In 2012, the Jumpstart Our Business Startups (“JOBS”) Act introduced Regulation Crowdfunding (“Reg CF”) to the regulatory framework governing exempt offerings, enabling eligible companies to offer and sell securities through crowdfunding. The JOBS Act was created to ease securities regulations and to encourage the private funding of U.S. small businesses by reducing costs associated with the process of raising capital by making crowdfunding possible for the first time since 1933.
Subject to certain statutory requirements, Reg CF, as originally enacted, allowed issuers to raise up to $1.07 million from an unlimited number of investors in any twelve-month period through a registered broker-dealer or funding portal. Reg CF allows companies to acquire funding through online portals from non-accredited investors, which roughly accounts for 97 percent of the population in the United States. Notably, Reg CF included certain investment limitations to help mitigate the attendant risks of investing in early-stage companies, restricting the amount an individual could invest in a Reg CF offering depending on the investor’s income or net worth.
On November 2, 2020, the SEC adopted final amendments to Reg CF, which became effective March 15, 2021. The amendments to Reg CF were part of the SEC’s broader amendments to the exempt offering framework, implemented with the stated goal of promoting capital formation while preserving investor protections. The adopted amendments incorporate important changes to Reg CF, including the following:
· The maximum aggregate offering limit has been increased from $1.07 million to $5 million.
· Accredited investors are now permitted to invest an unlimited amount in Reg CF offerings, as they can in offerings made pursuant to Regulation D.
· The investment limits for non-accredited investors have also been broadened, allowing non-accredited investors to use the greater of their annual income or net worth in calculating their annual investment limits.
· Issuers may now create special purpose vehicles (“SPV”) to serve as a conduit for investors to invest in the issuer.

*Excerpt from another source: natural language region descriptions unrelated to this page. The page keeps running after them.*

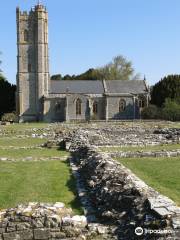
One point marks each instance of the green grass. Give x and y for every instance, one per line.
x=163, y=174
x=24, y=126
x=49, y=181
x=21, y=142
x=35, y=153
x=141, y=148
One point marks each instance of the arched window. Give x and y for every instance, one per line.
x=122, y=105
x=57, y=107
x=78, y=106
x=141, y=103
x=95, y=107
x=26, y=37
x=29, y=67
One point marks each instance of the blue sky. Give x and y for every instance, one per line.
x=89, y=33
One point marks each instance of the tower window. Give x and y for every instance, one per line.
x=26, y=37
x=141, y=103
x=29, y=67
x=57, y=107
x=78, y=106
x=122, y=105
x=95, y=107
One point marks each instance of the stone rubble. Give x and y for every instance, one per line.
x=38, y=221
x=141, y=154
x=115, y=196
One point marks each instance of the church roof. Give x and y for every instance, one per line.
x=98, y=86
x=77, y=86
x=124, y=86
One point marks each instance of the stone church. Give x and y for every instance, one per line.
x=42, y=99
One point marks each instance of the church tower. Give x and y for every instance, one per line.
x=32, y=63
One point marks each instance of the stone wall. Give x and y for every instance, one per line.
x=116, y=196
x=37, y=221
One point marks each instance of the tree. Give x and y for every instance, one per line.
x=168, y=87
x=56, y=77
x=0, y=63
x=119, y=69
x=151, y=112
x=171, y=110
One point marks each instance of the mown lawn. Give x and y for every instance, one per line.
x=50, y=181
x=24, y=126
x=19, y=142
x=163, y=174
x=34, y=153
x=141, y=148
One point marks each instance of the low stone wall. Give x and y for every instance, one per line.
x=116, y=196
x=140, y=154
x=37, y=221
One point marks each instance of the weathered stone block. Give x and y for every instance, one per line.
x=41, y=234
x=11, y=236
x=2, y=230
x=26, y=235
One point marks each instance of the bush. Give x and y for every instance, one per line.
x=171, y=110
x=9, y=117
x=151, y=112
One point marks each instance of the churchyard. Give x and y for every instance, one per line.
x=30, y=172
x=90, y=168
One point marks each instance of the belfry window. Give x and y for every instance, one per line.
x=95, y=107
x=141, y=103
x=57, y=107
x=26, y=37
x=78, y=106
x=122, y=105
x=29, y=67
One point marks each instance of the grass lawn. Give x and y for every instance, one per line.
x=21, y=142
x=35, y=153
x=141, y=148
x=49, y=181
x=24, y=126
x=163, y=174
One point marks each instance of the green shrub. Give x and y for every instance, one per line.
x=171, y=110
x=9, y=117
x=151, y=112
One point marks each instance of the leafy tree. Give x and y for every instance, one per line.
x=171, y=110
x=168, y=87
x=91, y=74
x=0, y=63
x=119, y=69
x=151, y=112
x=56, y=77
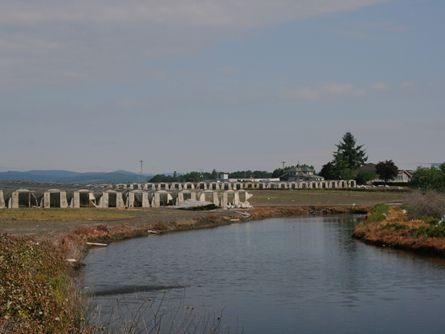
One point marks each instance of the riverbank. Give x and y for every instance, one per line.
x=396, y=230
x=44, y=279
x=59, y=241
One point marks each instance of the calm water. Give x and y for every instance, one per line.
x=299, y=275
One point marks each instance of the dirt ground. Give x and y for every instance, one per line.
x=323, y=197
x=54, y=223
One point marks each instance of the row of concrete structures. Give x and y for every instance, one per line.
x=326, y=184
x=84, y=198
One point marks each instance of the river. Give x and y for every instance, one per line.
x=293, y=275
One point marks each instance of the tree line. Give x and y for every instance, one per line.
x=349, y=162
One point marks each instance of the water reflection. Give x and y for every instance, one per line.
x=300, y=275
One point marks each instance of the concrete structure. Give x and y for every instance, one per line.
x=185, y=195
x=188, y=186
x=2, y=200
x=54, y=198
x=111, y=199
x=83, y=198
x=22, y=198
x=162, y=198
x=137, y=199
x=244, y=197
x=230, y=199
x=176, y=186
x=302, y=173
x=209, y=196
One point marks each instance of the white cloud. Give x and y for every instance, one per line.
x=339, y=89
x=227, y=13
x=52, y=42
x=381, y=86
x=333, y=89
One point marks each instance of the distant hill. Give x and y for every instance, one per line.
x=68, y=177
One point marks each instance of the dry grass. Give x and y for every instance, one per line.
x=322, y=197
x=13, y=215
x=398, y=231
x=37, y=291
x=428, y=204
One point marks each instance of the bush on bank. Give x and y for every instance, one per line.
x=428, y=206
x=37, y=292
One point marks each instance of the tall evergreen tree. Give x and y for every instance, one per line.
x=349, y=155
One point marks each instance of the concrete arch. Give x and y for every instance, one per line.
x=209, y=196
x=237, y=186
x=188, y=186
x=214, y=186
x=54, y=198
x=283, y=185
x=83, y=198
x=176, y=186
x=2, y=200
x=111, y=199
x=162, y=186
x=230, y=199
x=23, y=198
x=137, y=199
x=244, y=197
x=352, y=184
x=162, y=198
x=201, y=186
x=185, y=195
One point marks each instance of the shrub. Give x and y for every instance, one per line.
x=378, y=213
x=37, y=293
x=425, y=205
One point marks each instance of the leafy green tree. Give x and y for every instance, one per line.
x=349, y=155
x=429, y=178
x=386, y=170
x=366, y=173
x=328, y=171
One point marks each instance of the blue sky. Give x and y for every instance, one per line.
x=196, y=85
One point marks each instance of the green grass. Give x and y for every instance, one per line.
x=37, y=293
x=435, y=231
x=11, y=215
x=378, y=213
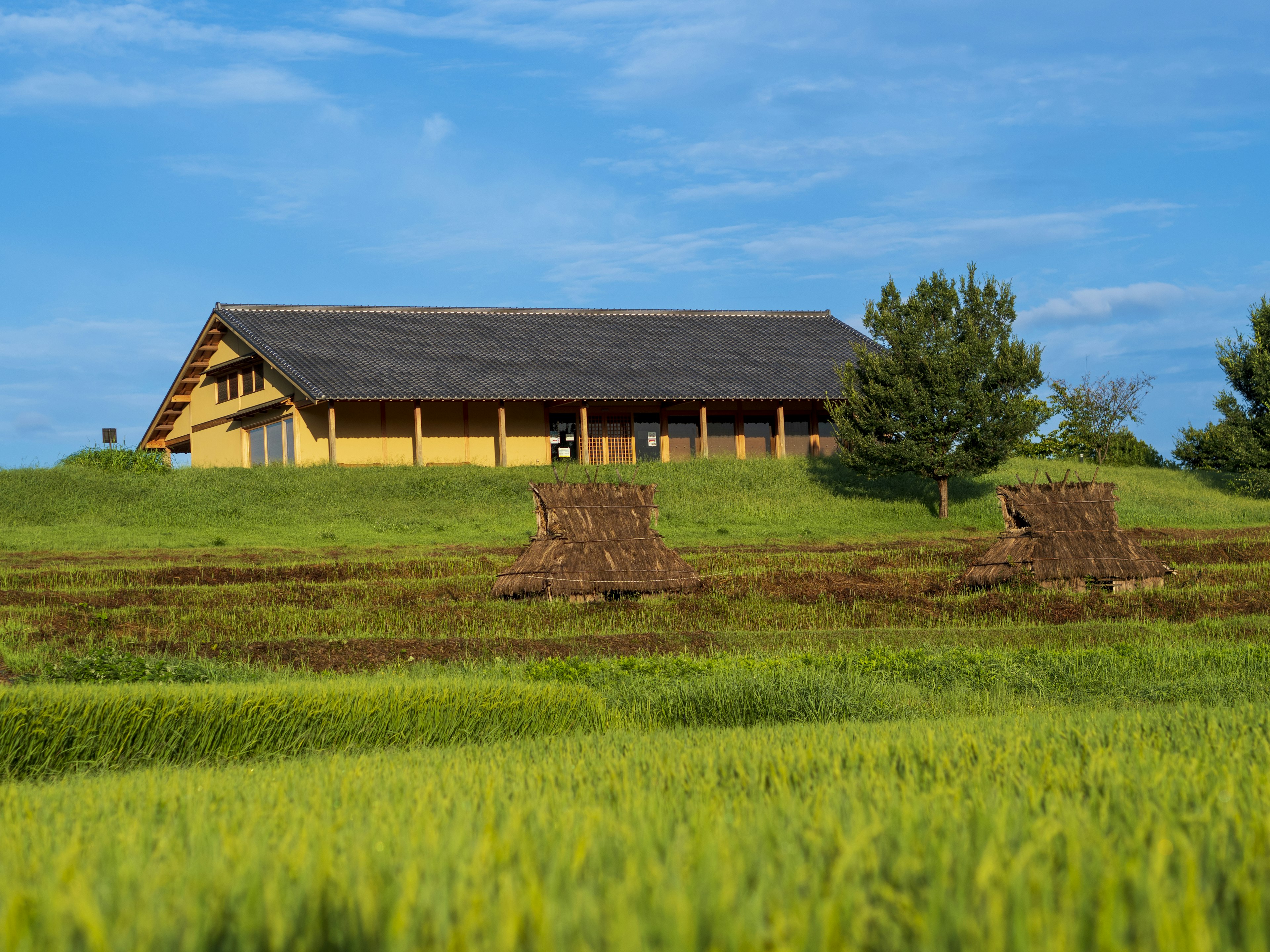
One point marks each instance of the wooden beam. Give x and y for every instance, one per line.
x=331, y=432
x=502, y=435
x=418, y=433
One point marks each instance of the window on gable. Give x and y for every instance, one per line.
x=227, y=388
x=253, y=379
x=274, y=445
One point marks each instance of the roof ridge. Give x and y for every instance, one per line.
x=465, y=309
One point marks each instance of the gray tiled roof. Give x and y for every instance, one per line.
x=536, y=353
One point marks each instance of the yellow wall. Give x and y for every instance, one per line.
x=443, y=433
x=224, y=445
x=365, y=438
x=526, y=435
x=483, y=427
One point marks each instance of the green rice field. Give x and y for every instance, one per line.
x=278, y=710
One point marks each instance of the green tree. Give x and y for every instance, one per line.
x=1095, y=411
x=1240, y=442
x=948, y=395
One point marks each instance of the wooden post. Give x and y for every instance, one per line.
x=331, y=431
x=502, y=435
x=384, y=429
x=468, y=437
x=418, y=433
x=547, y=429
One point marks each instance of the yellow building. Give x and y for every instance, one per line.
x=436, y=386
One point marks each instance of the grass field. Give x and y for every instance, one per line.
x=1070, y=831
x=701, y=503
x=831, y=746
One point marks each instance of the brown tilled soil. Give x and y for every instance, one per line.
x=345, y=655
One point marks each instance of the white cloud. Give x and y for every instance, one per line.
x=280, y=193
x=750, y=188
x=105, y=26
x=870, y=238
x=210, y=88
x=1100, y=304
x=488, y=23
x=437, y=127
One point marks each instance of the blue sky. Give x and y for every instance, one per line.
x=1108, y=159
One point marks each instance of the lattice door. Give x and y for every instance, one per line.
x=621, y=440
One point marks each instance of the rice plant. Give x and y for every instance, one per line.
x=1071, y=831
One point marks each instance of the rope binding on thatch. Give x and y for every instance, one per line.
x=1064, y=531
x=595, y=539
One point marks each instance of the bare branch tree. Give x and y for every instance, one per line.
x=1098, y=408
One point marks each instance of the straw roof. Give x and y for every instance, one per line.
x=1064, y=531
x=595, y=540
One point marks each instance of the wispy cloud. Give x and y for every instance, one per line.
x=530, y=26
x=750, y=188
x=437, y=127
x=207, y=88
x=1096, y=305
x=280, y=195
x=872, y=238
x=112, y=26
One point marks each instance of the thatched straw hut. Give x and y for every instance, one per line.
x=1067, y=535
x=595, y=541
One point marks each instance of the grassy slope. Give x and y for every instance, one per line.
x=701, y=503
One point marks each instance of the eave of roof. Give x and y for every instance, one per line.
x=549, y=355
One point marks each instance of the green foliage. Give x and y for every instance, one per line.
x=1126, y=450
x=337, y=511
x=1254, y=484
x=1093, y=413
x=111, y=664
x=1053, y=829
x=951, y=393
x=1241, y=440
x=119, y=460
x=54, y=729
x=48, y=729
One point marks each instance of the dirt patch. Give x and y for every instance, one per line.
x=345, y=655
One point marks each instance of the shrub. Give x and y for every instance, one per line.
x=121, y=459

Importantly, the SPV must be organized solely for the purpose of directly acquiring, holding and disposing of the securities issued by a single crowdfunding issuer raising capital under Reg CF. This will allow issuers to maintain a cleaner capitalization table and reduce the administrative burdens of managing a large shareholder base.
· Issuers may now “test the waters” with potential investors prior to filing a Form C with the SEC. This should help companies test investors’ interest in the offered securities to help companies save the money they would otherwise have spent on filing the offering disclosures with the SEC for a Reg CF campaign that might have failed to raise funds. The amendments require issuers to include appropriate legends in their solicitation materials, which must also be disclosed in the Form C filed with the SEC.
This amendment means that early-stage companies can rely on Reg CF as an alternative to Rule 506 offerings and non-accredited investors can invest much more money than allowed before in such offerings. All these measures should enhance fundraising ability for some issuers.